Ici, au cirque, nous parlons notre propre langue, qu’on appelle le «dialecte du cirque». C’est un mélange de toutes les langues parlées ici. Tous les nouveaux arrivants se comprennent ainsi d’une manière ou d’une autre.

 

Comment vous êtes-vous retrouvé au cirque?

J’ai d’abord suivi une formation de trois ans à l’école hôtelière au Maroc, avant de venir en Suisse où j’ai travaillé dans un hôtel à Pontresina, dans les Grisons, pendant deux ans. J’ai ensuite passé deux ans en Arabie saoudite, avant de me retrouver à 27 ans au Cirque Knie. Mon frère y travaillait déjà comme palefrenier et m’a dit que le cirque cherchait un cuisinier pour les artistes et les employés.

 

Vos jumeaux et votre femme vivent à Zurich, dans le quartier d’Oerlikon. Est-ce difficile d’être constamment sur les routes?

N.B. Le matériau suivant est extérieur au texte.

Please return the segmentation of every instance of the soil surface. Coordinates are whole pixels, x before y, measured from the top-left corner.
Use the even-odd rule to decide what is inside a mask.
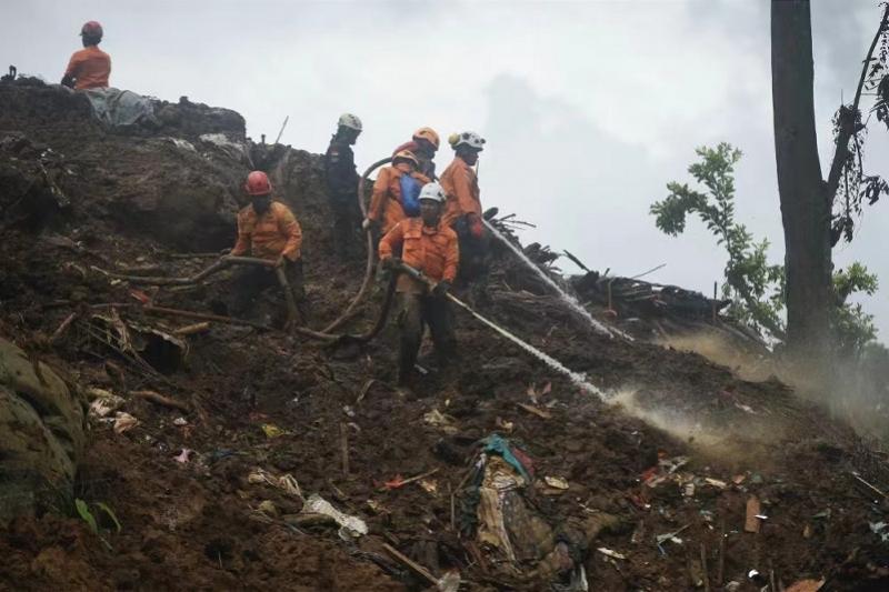
[[[500,433],[522,443],[541,480],[567,481],[567,490],[537,484],[529,493],[553,528],[609,518],[578,560],[591,590],[702,590],[702,573],[710,590],[760,590],[770,574],[785,588],[823,578],[822,590],[889,589],[889,543],[870,526],[889,522],[889,502],[853,475],[889,489],[885,454],[775,379],[746,381],[655,344],[659,335],[643,320],[607,319],[592,307],[636,339],[597,333],[506,249],[495,251],[490,302],[479,311],[586,373],[607,400],[462,312],[459,362],[438,368],[427,344],[420,364],[428,374],[409,392],[392,387],[391,320],[366,345],[212,322],[182,338],[183,357],[157,340],[139,350],[141,360],[121,353],[99,339],[107,333],[96,314],[114,310],[128,323],[174,333],[197,321],[149,315],[142,303],[220,312],[229,274],[181,289],[103,271],[190,275],[211,263],[183,253],[233,243],[249,168],[193,137],[193,151],[182,148],[166,139],[170,130],[102,129],[76,97],[53,92],[61,91],[0,84],[0,331],[71,384],[123,397],[121,410],[139,424],[116,433],[90,422],[73,496],[93,509],[100,535],[73,500],[68,515],[13,520],[0,531],[0,588],[428,589],[390,545],[436,576],[458,570],[460,590],[549,590],[531,566],[509,570],[473,550],[452,520],[451,492],[477,442]],[[363,261],[333,257],[320,157],[259,151],[278,198],[301,222],[309,325],[320,329],[358,291]],[[27,207],[32,199],[42,205]],[[374,288],[346,329],[369,328],[381,295]],[[267,300],[252,320],[280,327],[283,304]],[[119,305],[96,308],[108,303]],[[190,411],[130,394],[146,390]],[[447,424],[429,420],[433,410]],[[178,462],[184,449],[193,452]],[[679,456],[687,462],[668,474],[663,466]],[[292,475],[306,498],[320,494],[364,520],[369,533],[343,540],[337,528],[294,525],[288,516],[302,501],[257,479],[258,470],[274,483]],[[751,496],[760,502],[758,532],[745,530]],[[100,502],[119,532],[96,511]],[[765,580],[749,579],[750,570]]]

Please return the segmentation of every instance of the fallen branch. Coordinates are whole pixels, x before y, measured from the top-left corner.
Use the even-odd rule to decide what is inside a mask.
[[[184,413],[191,412],[191,408],[188,404],[177,401],[176,399],[170,399],[169,397],[164,397],[154,391],[130,391],[130,395],[144,399],[146,401],[151,401],[152,403],[159,405],[178,409]]]

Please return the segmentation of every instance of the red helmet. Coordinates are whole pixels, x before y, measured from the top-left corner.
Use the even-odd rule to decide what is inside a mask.
[[[269,175],[262,171],[253,171],[247,175],[244,189],[251,195],[268,195],[271,193]]]
[[[102,31],[102,26],[99,24],[99,21],[89,21],[83,23],[83,27],[80,28],[80,34],[82,37],[101,39],[104,32]]]

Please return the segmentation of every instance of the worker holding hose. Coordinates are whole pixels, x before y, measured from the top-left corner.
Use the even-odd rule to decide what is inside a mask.
[[[293,292],[297,308],[306,319],[306,292],[302,285],[302,230],[290,208],[271,199],[271,182],[262,171],[253,171],[244,185],[250,205],[238,213],[238,242],[229,254],[267,259],[283,267]],[[237,315],[249,310],[253,300],[264,290],[279,285],[274,269],[249,265],[237,271],[232,282],[232,312]]]
[[[408,218],[396,224],[380,240],[380,262],[398,271],[408,265],[426,275],[434,288],[406,273],[398,278],[398,327],[401,333],[398,352],[398,383],[407,387],[413,378],[413,367],[422,343],[423,328],[429,325],[440,365],[453,361],[457,340],[453,333],[453,311],[446,298],[460,261],[457,234],[441,218],[444,191],[438,183],[423,185],[420,191],[420,218]],[[394,255],[401,250],[401,258]]]
[[[392,157],[391,167],[380,169],[362,224],[364,230],[386,234],[401,220],[420,215],[418,195],[429,178],[417,171],[419,165],[412,152],[402,150]]]
[[[417,157],[417,162],[419,163],[417,170],[430,181],[436,181],[438,177],[436,177],[436,163],[432,162],[432,159],[436,158],[439,142],[440,140],[436,130],[432,128],[420,128],[413,132],[411,141],[404,142],[396,148],[392,155],[394,157],[402,150],[412,152],[413,155]]]
[[[358,172],[352,152],[360,133],[361,120],[351,113],[343,113],[324,154],[324,181],[333,212],[333,248],[342,261],[352,260],[361,250],[357,235],[361,225]]]
[[[485,149],[485,139],[473,131],[455,133],[448,139],[455,158],[441,174],[448,195],[443,223],[460,240],[460,283],[472,284],[473,300],[487,299],[488,251],[490,234],[481,219],[481,190],[472,167]]]

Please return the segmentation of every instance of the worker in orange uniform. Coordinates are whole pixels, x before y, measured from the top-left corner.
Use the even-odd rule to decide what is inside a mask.
[[[391,167],[384,167],[377,175],[361,228],[386,234],[401,220],[420,215],[418,197],[429,178],[417,172],[418,167],[417,157],[407,150],[392,157]]]
[[[302,319],[306,319],[306,292],[302,285],[302,230],[290,208],[271,200],[271,183],[262,171],[247,177],[244,187],[250,205],[238,213],[238,242],[229,254],[274,261],[283,265],[287,281]],[[232,284],[234,314],[244,313],[266,289],[279,285],[274,270],[260,265],[244,265],[238,270]]]
[[[460,240],[460,283],[473,284],[472,297],[487,299],[488,251],[490,233],[481,219],[481,191],[472,167],[485,149],[485,139],[472,131],[455,133],[448,142],[455,151],[451,162],[441,174],[441,187],[448,195],[443,222]]]
[[[102,34],[102,26],[96,21],[89,21],[81,27],[83,49],[71,56],[62,77],[62,84],[74,90],[108,88],[111,58],[99,49]]]
[[[420,218],[408,218],[396,224],[380,240],[380,261],[384,269],[398,271],[406,265],[422,271],[434,283],[427,284],[402,273],[396,290],[399,297],[398,325],[401,333],[398,353],[398,383],[409,384],[423,338],[429,325],[440,365],[453,360],[457,339],[453,334],[453,310],[447,299],[457,277],[460,249],[457,234],[441,219],[444,191],[438,183],[423,185],[420,192]],[[401,250],[399,259],[394,255]]]
[[[394,152],[392,152],[392,155],[394,157],[402,150],[412,152],[413,155],[417,157],[417,170],[420,172],[420,174],[430,181],[436,181],[438,178],[436,177],[436,163],[432,162],[432,159],[436,158],[438,146],[439,137],[438,133],[436,133],[436,130],[432,128],[420,128],[413,132],[413,138],[411,141],[404,142],[396,148]]]

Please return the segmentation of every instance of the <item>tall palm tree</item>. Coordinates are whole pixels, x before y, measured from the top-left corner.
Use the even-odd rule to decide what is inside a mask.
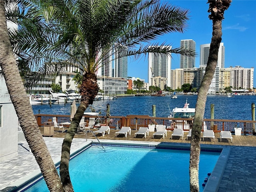
[[[202,125],[207,92],[217,65],[219,47],[222,40],[222,24],[224,19],[224,12],[228,9],[231,2],[231,0],[208,0],[207,2],[209,4],[208,12],[210,13],[209,17],[212,20],[212,37],[205,73],[198,90],[192,128],[189,166],[191,192],[199,191],[198,169]]]
[[[64,191],[60,178],[39,130],[20,75],[10,42],[5,1],[0,1],[0,67],[12,102],[31,151],[50,191]]]
[[[68,172],[70,148],[84,111],[99,90],[96,72],[103,65],[101,59],[110,50],[120,46],[128,49],[121,56],[137,58],[149,52],[194,56],[189,50],[150,44],[163,34],[183,32],[188,11],[158,0],[19,2],[17,22],[26,27],[18,32],[10,32],[18,55],[28,61],[26,63],[43,62],[43,69],[51,68],[44,66],[52,63],[57,66],[76,64],[84,71],[81,102],[63,141],[60,168],[65,190],[72,191]],[[10,18],[17,18],[9,14]]]

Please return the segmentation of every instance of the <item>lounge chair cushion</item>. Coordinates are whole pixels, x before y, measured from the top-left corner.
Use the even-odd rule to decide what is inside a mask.
[[[184,136],[184,131],[181,129],[174,129],[173,132],[171,136],[171,138],[172,139],[172,136],[179,136],[181,137],[182,139],[183,140]]]
[[[220,134],[220,140],[221,142],[222,139],[230,139],[231,142],[233,140],[232,134],[230,131],[221,131]]]
[[[163,138],[164,139],[164,135],[167,136],[167,131],[165,129],[165,125],[157,125],[156,126],[156,132],[153,134],[153,138],[154,138],[155,135],[162,135]]]
[[[212,138],[214,141],[215,141],[214,133],[212,130],[204,130],[203,132],[203,141],[204,138]]]
[[[130,127],[122,127],[121,130],[115,133],[116,136],[119,134],[124,134],[125,137],[127,137],[127,133],[129,133],[129,134],[131,135],[131,128]]]
[[[137,135],[144,135],[145,138],[146,137],[147,133],[148,134],[148,132],[149,130],[147,127],[140,127],[139,129],[139,130],[134,133],[134,137],[136,137]]]

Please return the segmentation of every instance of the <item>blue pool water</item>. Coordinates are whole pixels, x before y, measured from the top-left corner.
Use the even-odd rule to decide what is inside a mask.
[[[70,161],[69,170],[76,192],[189,191],[190,151],[92,146]],[[220,152],[201,152],[202,184],[214,167]],[[44,180],[26,192],[49,191]]]

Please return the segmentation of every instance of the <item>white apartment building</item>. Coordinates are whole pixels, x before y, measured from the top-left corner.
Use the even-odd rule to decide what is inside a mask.
[[[127,91],[126,79],[98,76],[97,83],[106,95],[124,94]]]
[[[252,89],[254,68],[244,68],[241,66],[230,67],[230,86],[234,89]]]
[[[196,68],[184,69],[184,84],[189,84],[192,87],[198,90],[201,83],[199,70],[199,68]]]
[[[207,64],[208,58],[210,54],[210,44],[200,45],[200,66]],[[220,43],[218,55],[217,66],[220,68],[225,67],[225,47],[224,43]]]
[[[154,77],[154,79],[156,85],[155,86],[158,87],[161,90],[164,90],[164,86],[167,84],[167,78],[159,76]]]
[[[33,87],[27,88],[27,92],[47,96],[47,95],[50,94],[49,90],[52,90],[51,85],[52,84],[60,85],[64,92],[65,91],[78,91],[77,85],[72,79],[76,74],[74,72],[79,71],[77,66],[75,66],[64,67],[62,71],[56,76],[46,75],[44,80],[38,81]]]
[[[220,92],[224,92],[225,87],[230,85],[230,68],[221,68],[220,69],[219,78],[219,88]]]
[[[184,70],[176,69],[170,71],[170,87],[175,90],[181,88],[184,84]]]
[[[150,46],[149,47],[150,48]],[[171,49],[172,47],[166,46]],[[167,78],[167,85],[170,86],[171,56],[164,54],[150,53],[148,54],[148,77],[149,86],[155,86],[155,77]]]
[[[196,42],[192,39],[186,39],[180,40],[180,48],[187,50],[194,50],[196,52]],[[196,65],[196,56],[189,57],[180,55],[180,68],[187,69],[193,68]]]
[[[112,65],[112,76],[116,78],[127,78],[127,56],[122,56],[127,48],[119,46],[115,48]]]

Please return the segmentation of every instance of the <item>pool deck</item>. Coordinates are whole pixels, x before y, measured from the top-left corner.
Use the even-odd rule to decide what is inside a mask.
[[[43,129],[40,128],[43,134]],[[98,138],[104,141],[122,142],[124,143],[141,143],[142,142],[148,145],[170,144],[178,146],[189,146],[190,140],[186,140],[186,134],[184,133],[183,140],[174,138],[171,139],[172,132],[168,131],[167,136],[164,139],[152,138],[152,132],[150,132],[146,138],[144,137],[134,137],[134,133],[137,131],[132,130],[131,135],[126,138],[123,135],[115,136],[115,133],[118,131],[111,130],[109,135],[104,137],[96,135]],[[54,132],[52,137],[44,137],[46,143],[52,156],[54,163],[60,160],[61,145],[65,133]],[[209,139],[201,141],[202,147],[229,148],[230,155],[221,179],[218,190],[219,192],[234,192],[256,191],[256,136],[238,136],[232,135],[233,142],[224,139],[220,142],[219,135],[215,133],[215,141]],[[76,134],[71,146],[71,153],[78,150],[88,144],[90,141],[96,141],[91,133],[88,135],[88,142],[86,142],[85,135],[83,133]],[[10,191],[14,186],[18,186],[24,181],[40,173],[39,166],[34,158],[29,151],[29,148],[26,141],[20,142],[18,144],[18,156],[0,164],[0,190],[1,192]],[[28,162],[30,162],[28,163]]]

Quand les enfants étaient petits, ils m’accompagnaient de temps en temps. Ensuite, la famille est restée au même endroit pendant que je voyageais. Pour moi, c’est un rêve absolu d’être toujours en vadrouille. J’adore ça. Je n’ai jamais imaginé avoir mon propre restaurant. Je pense qu’une fois que l’on a travaillé dans un cirque, cette vie ne nous lâche plus, elle nous colle à la peau. Le cirque est toujours présent dans ma tête.

 

Quel est le plus grand défi de votre métier de cuisinier dans un cirque?

Avant, je m’inquiétais tout le temps. Que faire si l’électricité ou l’arrivée d’eau ne fonctionne pas? Aujourd’hui, je prends les choses avec beaucoup plus de calme, je suis rodé.

 

NOUR EDDINE OULOUDA

Le chef du Cirque Knie est né en 1959 à Rabat, la capitale du Maroc et a découvert la cuisine auprès de sa mère. Il a su très tôt qu’il voulait porter la toque.

En 1986, il rejoint le Cirque National Suisse, une aubaine pour les deux parties.

Lorsqu’il n’est pas en tournée, ce papa de jumeaux vit avec sa femme à Zurich.